The greenback had seen safe-haven demand a day earlier as the escalating conflict between Israel and Iran spooked markets. U.S. President Donald Trump’s aggressive rhetoric — including demands for Iran’s “unconditional surrender” and claims that Supreme Leader Ayatollah Khamenei was an “easy target” — added fuel to the risk-off mood. Trump also suggested U.S. support in helping Israel achieve “complete and total” air superiority over Iran.

According to analysts at ING, Tuesday’s surge in the dollar was likely driven by a short squeeze and rising oil prices following intensified Israeli strikes on Tehran. They warned that if speculation about U.S. military involvement proves accurate, it could drive oil even higher — potentially strengthening the dollar further.

Still, traders pulled back on Wednesday ahead of the Fed’s widely anticipated decision. No rate change is expected, but investors will closely scrutinize Fed Chair Jerome Powell’s remarks and the updated “dot plot,” which outlines policymakers’ rate forecasts.

Market expectations currently price in slightly over a 50% chance of the next rate cut occurring in September. However, recent U.S. data — including a surprise economic contraction and weaker-than-expected May retail sales — have cast doubt on the strength of the recovery.

Euro and Pound Rebound

In Europe, the euro bounced back, with EUR/USD rising 0.3% to 1.1515, recovering from a 1% drop the previous day. Investors await the final reading of May’s eurozone inflation, though little change is expected from the earlier 1.9% annual increase.

Despite overbought technical conditions, ING noted that bearish structural sentiment toward the dollar could keep dip-buying in EUR/USD intact, at least until markets fully absorb the geopolitical impact on oil prices.

The British pound also gained, with GBP/USD up 0.2% at 1.3463, even as U.K. inflation data softened. Headline inflation slowed to 3.4% in May, down from 3.5% in April, while services inflation — key for the Bank of England — fell to 4.7% from 5.4%.

The BoE is expected to hold rates steady on Thursday, following a 25bps cut earlier in May. ING pointed out that despite the BoE’s hawkish messaging, recent data on jobs, growth, and inflation have all been weaker — increasing the risk of a more cautious tone, though another rate cut remains unlikely at this stage.

Swedish Krona Weakens on Riksbank Cut

USD/SEK rose 0.2% to 9.5677 after Sweden’s Riksbank cut its benchmark interest rate by 25bps to 2.0% — its lowest level in over two years — in response to slowing inflation and growth concerns.

Muted Trade News in Asia

In Asia, USD/JPY edged down 0.1% to 144.58 after Japanese Prime Minister Shigeru Ishiba said no trade deal had been reached with the U.S. during the G7 summit. Ishiba cited ongoing disputes and noted that U.S. tariffs continued to hurt Japan’s auto sector.

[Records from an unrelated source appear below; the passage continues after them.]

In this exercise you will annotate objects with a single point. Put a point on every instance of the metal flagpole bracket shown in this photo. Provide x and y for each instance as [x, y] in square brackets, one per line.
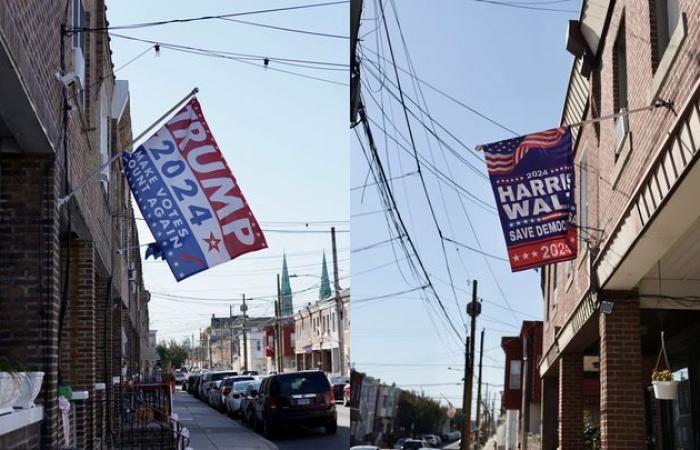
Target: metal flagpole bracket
[63, 200]
[660, 103]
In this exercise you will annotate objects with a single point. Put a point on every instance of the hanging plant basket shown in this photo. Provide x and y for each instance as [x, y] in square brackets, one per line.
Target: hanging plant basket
[665, 387]
[665, 390]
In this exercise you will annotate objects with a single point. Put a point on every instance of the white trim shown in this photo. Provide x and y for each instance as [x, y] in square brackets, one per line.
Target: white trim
[20, 418]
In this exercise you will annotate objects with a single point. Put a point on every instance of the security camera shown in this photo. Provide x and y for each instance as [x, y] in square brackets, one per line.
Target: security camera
[69, 79]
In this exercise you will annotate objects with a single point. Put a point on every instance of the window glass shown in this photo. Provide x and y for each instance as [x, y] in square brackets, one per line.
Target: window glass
[514, 382]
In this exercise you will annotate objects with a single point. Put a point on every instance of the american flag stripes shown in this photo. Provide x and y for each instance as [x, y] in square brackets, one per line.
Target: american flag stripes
[503, 156]
[532, 178]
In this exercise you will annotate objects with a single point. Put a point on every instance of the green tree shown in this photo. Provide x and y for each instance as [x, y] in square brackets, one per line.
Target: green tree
[419, 413]
[172, 354]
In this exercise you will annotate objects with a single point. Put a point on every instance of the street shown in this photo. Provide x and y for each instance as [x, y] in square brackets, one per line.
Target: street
[211, 430]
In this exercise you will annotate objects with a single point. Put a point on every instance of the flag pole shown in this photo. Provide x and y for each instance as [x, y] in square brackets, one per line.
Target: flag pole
[668, 104]
[61, 201]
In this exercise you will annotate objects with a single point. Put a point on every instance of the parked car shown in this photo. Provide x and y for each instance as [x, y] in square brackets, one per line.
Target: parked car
[234, 396]
[414, 444]
[247, 408]
[338, 384]
[209, 378]
[432, 439]
[451, 436]
[220, 389]
[346, 395]
[180, 377]
[295, 398]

Trade data showed Japan ran a smaller-than-expected deficit in May, with exports falling for the first time in eight months — though the drop was milder than forecast.

USD/CNY was little changed at 7.1852 as markets awaited a decision from the People’s Bank of China later in the week. The central bank is expected to hold its loan prime rate steady after a previous cut earlier this year.